Uber and Lyft plan to argue in court that their drivers do not provide a service to the companies, a threshold the attorney general must meet to trigger application of the “ABC test” for classification as employees. Instead, Uber and Lyft claim that they have a “business-to-business relationship” with their drivers, who are beyond their control, provide services outside of their business, and engage in independent commerce.

“Drivers have consistently said they want the flexibility of independent working. The Attorney General is attempting to replace driver freedom with a rigid employment model that would harm drivers and consumers alike,” Theane Evangelis, a partner at Gibson, Dunn & Crutcher LLP who represents Uber, said in a statement.

Lyft told the court that a party for the attorney general would “upend Lyft's business model, disrupting the contracts with the thousands of drivers who use Lyft's platform and thereby disrupting the flexibility of the drivers and riders who rely on it.” “Leaving Lyft’s platform would put an end to service for affordable and convenient access to transportation.”

The attorney general wants to prove that “Uber and Lyft drivers are employees,” the complaint says. Campbell's office is also seeking damages it owes the drivers for the years they were wrongfully treated as independent contractors.

The rideshare companies also would have paid an estimated $266 million into state workers' compensation, unemployment insurance, and paid family and medical leave funds over the past decade if they had classified their drivers as employees, the state comptroller's office said in a statement April with 26 report.

Election campaign

The Supreme Court will review the attorney general's certification of the ballot initiatives as voters and a rideshare driver claim they fail to provide voters with the context that they would repeal worker protections. Justices blocked an industry-backed proposal in 2022 on the grounds that it improperly conflated two different policy decisions into a single issue.

The industry-backed Massachusetts Coalition for Independent Work has put forward nine ballot proposals for 2024, with the goal of ensuring at least one survives judicial review.

Of the five remaining industry proposals being challenged, two ensure that Massachusetts drivers remain independent contractors and three affirm contractor status while expanding various employee benefits, said Conor Yunits, spokesman for the coalition.

While Uber and Lyft are “having an uphill battle” under the state's current misclassification standard, “the public is really almost relying on their service at this point,” Fritz said. “I can’t imagine a properly tailored ballot initiative that doesn’t pass on this issue.”

The industry plans to bring only one proposal to the table on the November ballot, depending on how the court rules, Yunits said. If voters approve a ballot measure that only addresses contractor status, lawmakers could later enact salary and benefits guarantees, he said, adding that “an independent contractor status plus benefits model” is the industry's goal for Massachusetts.

Voters could approve both an industry-backed ballot measure and the SEIU's proposal to allow collective bargaining. A state legislative committee that was considering passing the ballot measures rather than sending them to voters recommended on April 30 that state lawmakers not adopt them, in part because of the uncertainty of the pending court challenges.

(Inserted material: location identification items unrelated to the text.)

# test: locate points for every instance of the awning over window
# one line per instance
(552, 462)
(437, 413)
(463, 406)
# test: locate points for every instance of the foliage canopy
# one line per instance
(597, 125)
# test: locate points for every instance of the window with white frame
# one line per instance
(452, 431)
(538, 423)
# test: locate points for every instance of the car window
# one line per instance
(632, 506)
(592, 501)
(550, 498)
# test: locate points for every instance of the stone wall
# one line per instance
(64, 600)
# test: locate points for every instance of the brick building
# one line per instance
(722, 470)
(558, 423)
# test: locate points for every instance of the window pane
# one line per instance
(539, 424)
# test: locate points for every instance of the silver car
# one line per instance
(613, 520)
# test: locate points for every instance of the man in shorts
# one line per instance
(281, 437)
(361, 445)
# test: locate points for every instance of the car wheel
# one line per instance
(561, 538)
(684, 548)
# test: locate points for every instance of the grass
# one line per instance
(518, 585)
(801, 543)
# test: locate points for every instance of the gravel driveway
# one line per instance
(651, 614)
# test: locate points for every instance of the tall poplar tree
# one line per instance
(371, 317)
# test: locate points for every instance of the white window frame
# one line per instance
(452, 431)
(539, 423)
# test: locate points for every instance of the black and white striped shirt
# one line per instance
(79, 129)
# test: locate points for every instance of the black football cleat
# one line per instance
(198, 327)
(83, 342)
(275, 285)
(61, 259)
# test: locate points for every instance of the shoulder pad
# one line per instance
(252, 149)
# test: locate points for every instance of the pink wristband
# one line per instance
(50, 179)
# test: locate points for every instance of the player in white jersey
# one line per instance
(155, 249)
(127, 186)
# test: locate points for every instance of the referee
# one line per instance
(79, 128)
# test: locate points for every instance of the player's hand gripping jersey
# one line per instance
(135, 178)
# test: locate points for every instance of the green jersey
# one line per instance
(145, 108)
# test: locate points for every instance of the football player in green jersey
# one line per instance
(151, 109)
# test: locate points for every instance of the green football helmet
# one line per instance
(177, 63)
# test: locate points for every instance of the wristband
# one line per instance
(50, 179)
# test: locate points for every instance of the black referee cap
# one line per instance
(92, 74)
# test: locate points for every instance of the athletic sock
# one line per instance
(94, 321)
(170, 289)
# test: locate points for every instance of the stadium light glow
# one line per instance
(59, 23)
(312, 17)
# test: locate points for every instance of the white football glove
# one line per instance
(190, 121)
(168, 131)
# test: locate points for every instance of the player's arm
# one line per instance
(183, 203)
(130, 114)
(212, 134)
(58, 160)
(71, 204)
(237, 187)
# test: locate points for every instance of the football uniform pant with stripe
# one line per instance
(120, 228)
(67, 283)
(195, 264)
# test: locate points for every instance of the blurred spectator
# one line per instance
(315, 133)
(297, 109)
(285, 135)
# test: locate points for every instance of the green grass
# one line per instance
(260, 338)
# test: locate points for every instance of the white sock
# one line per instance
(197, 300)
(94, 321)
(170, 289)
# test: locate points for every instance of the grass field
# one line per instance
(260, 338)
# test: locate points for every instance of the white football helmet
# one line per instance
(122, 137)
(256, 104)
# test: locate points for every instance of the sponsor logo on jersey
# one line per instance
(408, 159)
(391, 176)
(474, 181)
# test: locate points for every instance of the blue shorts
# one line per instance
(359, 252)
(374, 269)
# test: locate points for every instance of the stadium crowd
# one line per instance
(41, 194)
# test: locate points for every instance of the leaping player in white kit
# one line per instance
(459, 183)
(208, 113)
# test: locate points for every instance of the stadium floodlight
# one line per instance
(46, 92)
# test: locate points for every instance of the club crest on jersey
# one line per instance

Given the timing of the trial in the attorney general's lawsuit, a court could declare Uber and Lyft drivers employees just weeks before voters go to the polls, Pat Moore, an assistant state attorney general, said at a hearing on the state's legislative process in the state March.

If voters approved the industry's ballot measure, “it would limit the likely impact” of the court's ruling, he told lawmakers. But the AG's office would seek back pay, benefits and penalties for previous years of misclassification, he said, and “the numbers involved are quite high.”